And it’s not only me trying to scare you or something. Facebook published “Machine Learning at Facebook: Understanding Inference at the Edge” in early 2019 and speaks of many of the same challenges with concrete numbers, particularly on the system and usability side. I highly suggest you give it a read. I’ll quote some of their key points in the following section.
A Different Categorization of Challenges
Basically, the challenges can be divided into two categories: those dictate whether we can do ML at all and those require us to have very thoughtful design and efficient implementation. For the former:
- Heterogeneity is a fundamental characteristic in the mobile world. “The most-commonly used SoC has less than 4% of the market share; there are only 30 SoCs with more than 1% coverage and their joint coverage is only 51%; 225 SoCs are still just covering 95%.” Without a proper way to handle this, we are either restricted to a limited subset, or we cannot utilize the full power of each phone. Hardware fragmentation is the main cause.

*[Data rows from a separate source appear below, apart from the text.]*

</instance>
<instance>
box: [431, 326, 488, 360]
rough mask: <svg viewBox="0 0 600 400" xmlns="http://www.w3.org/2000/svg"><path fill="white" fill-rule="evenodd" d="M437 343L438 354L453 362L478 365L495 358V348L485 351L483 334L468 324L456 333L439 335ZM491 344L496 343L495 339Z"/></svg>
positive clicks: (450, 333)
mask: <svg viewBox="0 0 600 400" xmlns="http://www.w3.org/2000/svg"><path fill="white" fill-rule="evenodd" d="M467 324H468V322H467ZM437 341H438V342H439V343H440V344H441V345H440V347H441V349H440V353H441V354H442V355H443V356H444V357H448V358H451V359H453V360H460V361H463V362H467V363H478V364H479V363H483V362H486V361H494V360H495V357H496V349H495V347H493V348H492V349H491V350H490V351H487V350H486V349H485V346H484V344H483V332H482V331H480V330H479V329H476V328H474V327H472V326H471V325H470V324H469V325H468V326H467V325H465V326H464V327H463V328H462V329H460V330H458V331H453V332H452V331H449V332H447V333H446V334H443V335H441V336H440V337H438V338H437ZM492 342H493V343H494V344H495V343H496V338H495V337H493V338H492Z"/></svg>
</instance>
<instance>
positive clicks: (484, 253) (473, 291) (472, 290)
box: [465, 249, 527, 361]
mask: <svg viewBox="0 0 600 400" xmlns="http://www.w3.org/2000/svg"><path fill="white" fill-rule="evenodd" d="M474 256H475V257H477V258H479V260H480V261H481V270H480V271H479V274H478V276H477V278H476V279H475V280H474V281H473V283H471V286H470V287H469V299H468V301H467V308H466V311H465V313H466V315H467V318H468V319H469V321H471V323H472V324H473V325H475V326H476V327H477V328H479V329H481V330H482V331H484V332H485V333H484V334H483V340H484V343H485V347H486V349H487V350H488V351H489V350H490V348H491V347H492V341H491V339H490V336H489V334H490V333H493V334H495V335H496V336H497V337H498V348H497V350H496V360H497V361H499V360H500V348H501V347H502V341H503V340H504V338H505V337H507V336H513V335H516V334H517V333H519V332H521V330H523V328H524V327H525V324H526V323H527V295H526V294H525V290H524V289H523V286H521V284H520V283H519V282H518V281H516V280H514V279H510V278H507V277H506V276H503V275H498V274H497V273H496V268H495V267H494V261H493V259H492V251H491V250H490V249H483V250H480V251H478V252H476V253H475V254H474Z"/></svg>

- Programmability is a primary roadblock for fully utilizing mobile SoCs other than CPUs. It’s great to see various SoCs have dedicated AI accelerators sporting a fantastic FLOPS number, but the reality is they are hardly used, due to toolchain issues and portability. Only major mobile and chipset vendors have AI accelerators. Lots of effort is needed to deploy models and a different SoC means redo the work again. Facebook reported in their paper that they resort to mainly using CPU because that’s the most available and reliable. Heterogeneous and fragmented system as a whole causes programmability issues.
- Stack robustness. Even GPU is not well used on mobile phones, due to the inconsistent and buggy GPU stack for OpenGL ES and OpenCL; the latter is also not officially supported in Android Open Source Project. Having a robust stack helps deliver an end-to-end real-time solution for small workloads. Looking forward, Vulkan is a very promising GPGPU API as it provides a thin stack with extensive conformance tests.
The second category requires the solution to be:
- An end-to-end configurable deployment solution is great for the model life cycle. The more streamlined and the less manual interaction from research to deployment, the better. This helps software stack fragmentation, deep integration with app logic, and deployment constraints.
- All dimension efficiency is needed, including energy, runtime, size, etc. The solution should be performant and use the least resources possible to be friendly to others. Efficiency helps the small and variable workload sizes, work distribution and chip utilization, and resource constrained environment.
- Predictability is a very important factor to consider for mobile inference to avoid perceivable lag to cause negative experience in real-time workloads. Facebook even argues that for them “co-processors and accelerators are used for power and stable performance; speedup is often secondary.” This helps latency sensitivity.
How to Address
So, inference at the edge is juggling among many constraints and trying to find a balance. It’s bad to just paint the sky as grey without giving a way out.
Generally, compilers are proven to be great at both handling heterogeneity and achieving efficiency. In IREE, we are developing an end-to-end compiler for generating both kernels and scheduling logic to handle heterogeneity and programmability. For GPU we use Vulkan, which is a very thin abstraction, to gain the most control of the stack and achieve performance and predictability. These are topics worth their own blog posts; This one is fairly long already, so I’ll just stop here. Till next time! 😊
Practically it is less so for control flow on CPUs. Branch prediction on CPUs are quite good these days, at the cost of complicated hardware logic. But still, CPUs also love streamlined code, especially for utilizing SIMD functionalities. ↩︎
For edge devices we sometimes also want to train. But that’s mostly fine tuning a previously trained model to fit a specific task or user. The vast majority of the parameters are frozen for such cases. ↩︎